Mont Saint Michel (Dark)
May 13, 2007 | 0 comments
Making Of Mont Saint Michel (Dark)
Tips about how I made the Mont Saint Michel (Dark) wallpaper
As always, start with new document and fill it with solid color.

Use very large brush, different colors (similar to main color) and gaussian blur (with large radius) to fill background with chaotic color variations.

Use the following filters:
– noise / add noise
– sketch / water paper
– artistic / sponge
– artistic / water color
– noise / add noise
– sketch / water paper
– artistic / sponge
– artistic / water color
For each filter, adjust settings carefully and experiment to achieve “natural” look, not too “filtered”. After applying each filter, hit Ctrl-Shift-F (Fade) to reduce filter effectiveness and make it semi-transparent (40-60%).

Here is the photo that I took in Mont Saint Michel. Copy it to the document…
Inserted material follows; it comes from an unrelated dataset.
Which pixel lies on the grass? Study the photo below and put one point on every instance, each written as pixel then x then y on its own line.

select the layer containing the photo, change its blend mode to “Multiply” and opacity to 80%. Duplicate layer (Ctrl-J), set duplicated layer blend mode to overlay and opacity to 50% (you may want to change these settings so that your photo looks best way possible)
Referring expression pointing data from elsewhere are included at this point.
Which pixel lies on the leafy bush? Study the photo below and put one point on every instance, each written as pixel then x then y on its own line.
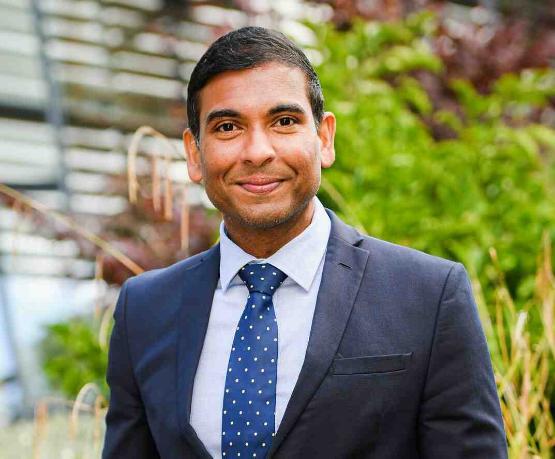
pixel 489 183
pixel 73 357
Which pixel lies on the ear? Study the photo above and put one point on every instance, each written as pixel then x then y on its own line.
pixel 326 133
pixel 192 153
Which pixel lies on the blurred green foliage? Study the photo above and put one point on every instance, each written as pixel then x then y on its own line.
pixel 488 184
pixel 73 357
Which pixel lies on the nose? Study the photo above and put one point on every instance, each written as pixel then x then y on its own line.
pixel 258 147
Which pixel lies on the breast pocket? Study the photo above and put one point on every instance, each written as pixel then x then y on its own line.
pixel 370 364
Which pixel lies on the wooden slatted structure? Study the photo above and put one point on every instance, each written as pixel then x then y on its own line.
pixel 108 67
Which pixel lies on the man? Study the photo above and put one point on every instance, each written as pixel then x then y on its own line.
pixel 295 336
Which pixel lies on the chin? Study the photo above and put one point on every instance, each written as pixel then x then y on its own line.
pixel 268 216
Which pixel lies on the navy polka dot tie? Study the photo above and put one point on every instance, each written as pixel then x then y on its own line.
pixel 248 417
in default brush set, there is a brush called Rough Round Bristle. Select it, create new layer, and fill it with chaotic black and white strokes.

set this layer blend mode to overlay and opacity to 50%.

one final touch is the trees growing around the screen. I used ContextFree software to generate several trees…

…and then copied them into the document. That’s all!